Vacance tchèque pour l'Europe

Le premier ministre Mirek Topolanek (à gauche) en compagnie du président Vaclav Klaus, hier, à Prague
Photo: Le premier ministre Mirek Topolanek (à gauche) en compagnie du président Vaclav Klaus, hier, à Prague

Mis en minorité mardi au Parlement, le premier ministre libéral tchèque Mirek Topolanek a remis hier sa démission au très eurosceptique président Vaclav Klaus. Les Vingt-Sept s'inquiètent alors que Prague préside l'Union européenne jusqu'en juin.

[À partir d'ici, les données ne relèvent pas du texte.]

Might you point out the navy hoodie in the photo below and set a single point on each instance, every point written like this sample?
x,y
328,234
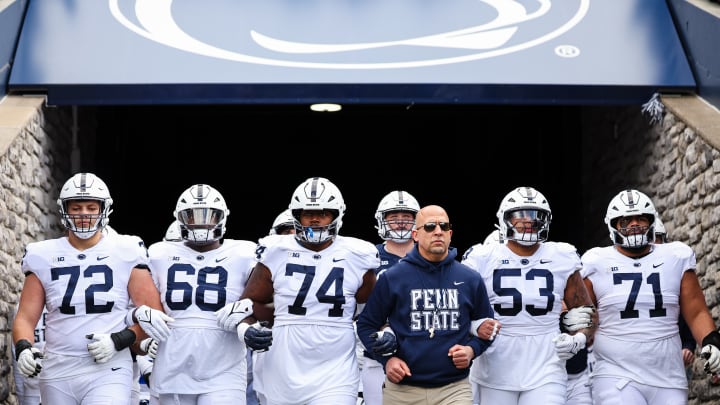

Tout en évoquant des élections anticipées en cas d'échec, Mirek Topolanek espère encore trouver un compromis qui lui permette de rester en fonction au moins jusqu'à la fin de la présidence tchèque. Ce sera difficile. Fragile coalition regroupant les libéraux de l'ODS, les chrétiens-démocrates du KDU et les Verts, le gouvernement de Mirek Topolanek est finalement tombé après deux ans et trois mois, tombé à cause de la défection de quatre députés de la majorité, deux Verts et deux membres de l'ODS.

«Nul ne doute du rôle de Vaclav Klaus», a lancé hier soir à la télévision Mirek Topolanek mettant explicitement en cause le chef de l'État. L'ultralibéral Vaclav Klaus a toujours affiché son hostilité à une Union européenne qu'il compare «à une nouvelle Union soviétique» et a durement critiqué son successeur à la tête de l'ODS. Le premier ministre avait réussi à faire ratifier en février dernier par les députés le traité de Lisbonne. Mirek Topolanek est un réaliste et ses deux partenaires de coalition sont ouvertement proeuropéens. Le processus de ratification est lancé, mais il n'est pas sûr qu'il puisse aboutir alors que les sénateurs doivent encore voter en avril ce texte qui doit ensuite être paraphé par le chef de l'État.

L'Irlande est prête

Avec l'Irlande, la République tchèque est le seul pays de l'UE à ne pas avoir encore ratifié ce traité réformant le fonctionnement de l'UE qui remplace le défunt projet de Constitution rejetté par les français et les néerlandais lors de référendum en mai 2005. Selon les sondages, les électeurs irlandais, qui avaient rejeté par référendum le traité en juin, dernier seraient désormais en majorité en faveur du oui, l'Union et l'euro étant perçus comme des boucliers face à la crise. Les Tchèques pourraient perturber le processus.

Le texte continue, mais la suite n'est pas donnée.